Papa por tempo determinado

Não gostaria de escrever muito sobre a saída do Papa. É muito assunto. Com muitas viscosidades e questões ainda em “esclarecimento”. Embora sob o teto da Cúria Romana pouca coisa vaze ou se esclareça. É um dado histórico da instituição. Os poucos e miseráveis detalhes que se fica sabendo leva-nos a elucubrações para desvendar o ocorrido por completo. Afinal, o Vaticano é uma forma de governo antiga e construída a partir dos tempos medievais.
Primeiro, que Joseph Ratzinger é certamente, na teologia católica, um dos pilares do pensamento religioso do século passado. Figura junto a teólogos de excelência como Karl Rahner, Hans Urs von Balthasar e Johann Baptist Metz. Como teólogo, ajudou a atualizar conceitos como “crer”, “Jesus”, “igreja” e “fé”, todos explicitados no seu legado teológico. Pensa-se que por ser um grande teólogo, um “homem das letras”, como se diz popularmente, teve dificuldades nos pronunciamentos. Como ocorreu logo no início de seu mandato junto aos Mulçumanos, levando-o a não fazer tantas aparições e a pulverizar intervenções indiretas como nas Américas, junto aos teólogos dissidentes, progressistas, e nos casos da pedofilia que assola a instituição. Aliás, as questões ligadas à pedofilia e à sexualidade, e as disputas internas dos cardeais pelos cargos (poder), também foram outras dificuldades de seu pontificado. E todos esses pontos devem ser pauta do seu sucessor.
Pois bem, esses pontos, descritos acima, vêm sendo ventilados na mídia. Tudo isso deve ter influenciado a saída de Joseph Ratzinger do papado. Contudo, a alegação de que, como li em alguns meios de comunicação, seu mandato fôra “salvo” pela própria atitude de delegar o poder, de entregar o papado, desculpem-me, não, compartilho. Seu papado foi continuação do anterior, já que antes detinha a direção da Congregação da Doutrina da Santa Fé. Era o braço direito (para os maldosos, era também a cabeça) do papa anterior. Ele, Joseph Ratzinger, cassou ou disciplinou religiosos mais progressistas como Leonardo Boff, Ivone Gebara, Gustavo Gutiérrez, Hans Küng, Edward Schillebeeckx, Charles Curran, Lavinia Byrne, Jacques Dupuis, Bernhard Häring, e mais recentemente Roger Haight. Todos que, com suas obras, de forma indireta, ajudavam a desenvolver e construir ainda mais os tentáculos da instituição milenar. Em conjunto (mal ou bem) ajudaram a remodelar a face despótica da instituição medieval.

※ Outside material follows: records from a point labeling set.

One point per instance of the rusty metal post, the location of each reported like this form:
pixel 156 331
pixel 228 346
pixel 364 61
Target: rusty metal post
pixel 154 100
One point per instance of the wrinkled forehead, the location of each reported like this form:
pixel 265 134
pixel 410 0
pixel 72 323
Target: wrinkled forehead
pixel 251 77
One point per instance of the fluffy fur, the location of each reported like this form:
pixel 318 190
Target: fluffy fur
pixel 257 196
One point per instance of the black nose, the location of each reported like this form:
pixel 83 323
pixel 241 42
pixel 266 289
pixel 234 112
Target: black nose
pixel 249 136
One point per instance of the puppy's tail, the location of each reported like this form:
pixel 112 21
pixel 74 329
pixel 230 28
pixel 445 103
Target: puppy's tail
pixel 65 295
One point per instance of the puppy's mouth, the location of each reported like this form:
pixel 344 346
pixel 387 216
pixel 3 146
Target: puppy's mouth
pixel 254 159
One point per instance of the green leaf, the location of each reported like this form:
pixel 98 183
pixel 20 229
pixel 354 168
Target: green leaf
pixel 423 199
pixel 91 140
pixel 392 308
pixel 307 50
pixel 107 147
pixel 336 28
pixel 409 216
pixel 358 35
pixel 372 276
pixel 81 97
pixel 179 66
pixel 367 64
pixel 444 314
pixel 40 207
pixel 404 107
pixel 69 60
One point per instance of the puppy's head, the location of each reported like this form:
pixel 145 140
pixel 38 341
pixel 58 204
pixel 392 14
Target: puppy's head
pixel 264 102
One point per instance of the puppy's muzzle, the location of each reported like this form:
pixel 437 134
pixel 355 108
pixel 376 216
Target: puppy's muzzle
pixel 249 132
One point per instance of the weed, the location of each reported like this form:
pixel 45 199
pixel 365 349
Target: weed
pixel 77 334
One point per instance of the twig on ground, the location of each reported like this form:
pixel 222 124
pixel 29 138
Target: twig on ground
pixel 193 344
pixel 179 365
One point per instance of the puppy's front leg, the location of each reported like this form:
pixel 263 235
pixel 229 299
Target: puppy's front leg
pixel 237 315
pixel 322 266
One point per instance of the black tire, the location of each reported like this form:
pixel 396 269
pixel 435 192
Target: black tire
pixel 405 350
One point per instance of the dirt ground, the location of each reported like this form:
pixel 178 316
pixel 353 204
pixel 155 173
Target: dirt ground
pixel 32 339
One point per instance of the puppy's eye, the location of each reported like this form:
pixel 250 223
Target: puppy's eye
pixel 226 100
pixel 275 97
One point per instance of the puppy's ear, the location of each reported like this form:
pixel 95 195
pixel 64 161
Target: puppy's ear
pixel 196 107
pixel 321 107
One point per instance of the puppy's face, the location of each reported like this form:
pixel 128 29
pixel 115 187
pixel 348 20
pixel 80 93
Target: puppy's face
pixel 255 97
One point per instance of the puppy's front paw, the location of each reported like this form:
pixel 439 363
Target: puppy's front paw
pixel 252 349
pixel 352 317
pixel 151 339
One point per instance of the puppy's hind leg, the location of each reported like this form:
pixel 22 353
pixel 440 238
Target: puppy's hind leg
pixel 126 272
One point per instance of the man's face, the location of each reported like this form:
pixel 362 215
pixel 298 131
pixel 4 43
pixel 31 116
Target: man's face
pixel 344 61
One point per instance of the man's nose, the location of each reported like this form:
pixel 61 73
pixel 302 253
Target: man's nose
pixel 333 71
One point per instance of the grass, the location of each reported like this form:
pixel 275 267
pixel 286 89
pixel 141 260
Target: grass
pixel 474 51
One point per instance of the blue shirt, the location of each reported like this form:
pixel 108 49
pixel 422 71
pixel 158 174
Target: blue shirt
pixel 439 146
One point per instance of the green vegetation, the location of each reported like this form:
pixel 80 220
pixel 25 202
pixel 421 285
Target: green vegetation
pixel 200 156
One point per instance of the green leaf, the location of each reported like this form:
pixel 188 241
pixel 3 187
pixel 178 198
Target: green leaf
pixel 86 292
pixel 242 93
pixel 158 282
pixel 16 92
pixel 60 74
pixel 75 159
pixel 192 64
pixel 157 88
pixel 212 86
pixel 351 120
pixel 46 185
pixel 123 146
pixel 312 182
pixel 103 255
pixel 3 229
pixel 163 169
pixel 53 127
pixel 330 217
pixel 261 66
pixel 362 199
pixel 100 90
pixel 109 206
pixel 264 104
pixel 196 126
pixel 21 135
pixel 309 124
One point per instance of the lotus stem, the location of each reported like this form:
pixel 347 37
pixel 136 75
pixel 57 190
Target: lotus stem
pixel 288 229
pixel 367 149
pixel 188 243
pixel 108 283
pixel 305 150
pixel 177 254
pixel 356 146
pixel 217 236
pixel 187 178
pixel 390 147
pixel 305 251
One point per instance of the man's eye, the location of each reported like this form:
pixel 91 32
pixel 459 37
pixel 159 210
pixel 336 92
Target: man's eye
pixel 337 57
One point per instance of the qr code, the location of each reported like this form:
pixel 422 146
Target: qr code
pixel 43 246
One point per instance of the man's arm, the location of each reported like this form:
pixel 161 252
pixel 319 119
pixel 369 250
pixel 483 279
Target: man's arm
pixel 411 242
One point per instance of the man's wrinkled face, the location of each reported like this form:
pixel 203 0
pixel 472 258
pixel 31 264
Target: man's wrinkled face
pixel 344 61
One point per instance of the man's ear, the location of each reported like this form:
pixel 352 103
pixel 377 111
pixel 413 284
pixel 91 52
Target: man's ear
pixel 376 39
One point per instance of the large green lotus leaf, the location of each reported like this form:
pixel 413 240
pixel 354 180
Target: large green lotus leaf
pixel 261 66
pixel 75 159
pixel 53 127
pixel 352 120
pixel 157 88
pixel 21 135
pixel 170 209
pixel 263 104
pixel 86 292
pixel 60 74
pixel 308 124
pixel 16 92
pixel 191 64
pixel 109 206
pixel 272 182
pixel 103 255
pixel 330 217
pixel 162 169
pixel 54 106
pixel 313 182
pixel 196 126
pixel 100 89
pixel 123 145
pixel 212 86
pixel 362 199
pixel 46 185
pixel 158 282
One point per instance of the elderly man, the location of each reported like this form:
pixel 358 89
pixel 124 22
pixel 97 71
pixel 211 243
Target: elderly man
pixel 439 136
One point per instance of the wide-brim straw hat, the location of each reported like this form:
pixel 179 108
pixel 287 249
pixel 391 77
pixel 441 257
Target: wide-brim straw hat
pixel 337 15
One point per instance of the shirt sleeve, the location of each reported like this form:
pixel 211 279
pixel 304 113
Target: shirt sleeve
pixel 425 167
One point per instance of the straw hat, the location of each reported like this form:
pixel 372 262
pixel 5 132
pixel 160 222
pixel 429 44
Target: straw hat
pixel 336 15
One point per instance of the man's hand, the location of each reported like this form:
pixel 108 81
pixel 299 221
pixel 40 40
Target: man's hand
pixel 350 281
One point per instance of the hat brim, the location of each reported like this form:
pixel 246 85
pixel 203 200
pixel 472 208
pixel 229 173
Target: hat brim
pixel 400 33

Assim, de fato, a impressão é de que saiu por questões de saúde, e suas já conhecidas dificuldades com o público. Mas também percebo alguns estudos que, ao analisarem os documentos dos últimos anos do Vaticano, entreveem cada vez mais o fechamento de suas políticas/religiosas de estado. Nesse sentido, de produção de textos e documentos, não poderia ter havido pessoa melhor na Cúria romana a assumir o “mandato tampão”. Afinal, não tinham (e não tem!) teólogo como Joseph Ratzinger na Cúria. A percepção é de que ficou o tempo necessário para produzir o material, disciplinar, reafirmar o valor da língua (morta) do latim nos momentos centrais da religião, colocar o anel do Papa para beijarem antes da hóstia (hábito medieval abandonado há tempos) e sair. No geral, a marca de seu papado foi o retorno a certas demandas medievais. Por isso, a escolha do seu nome, Bento, a fim de lembrar o importante religioso medieval Bento de Núrsia.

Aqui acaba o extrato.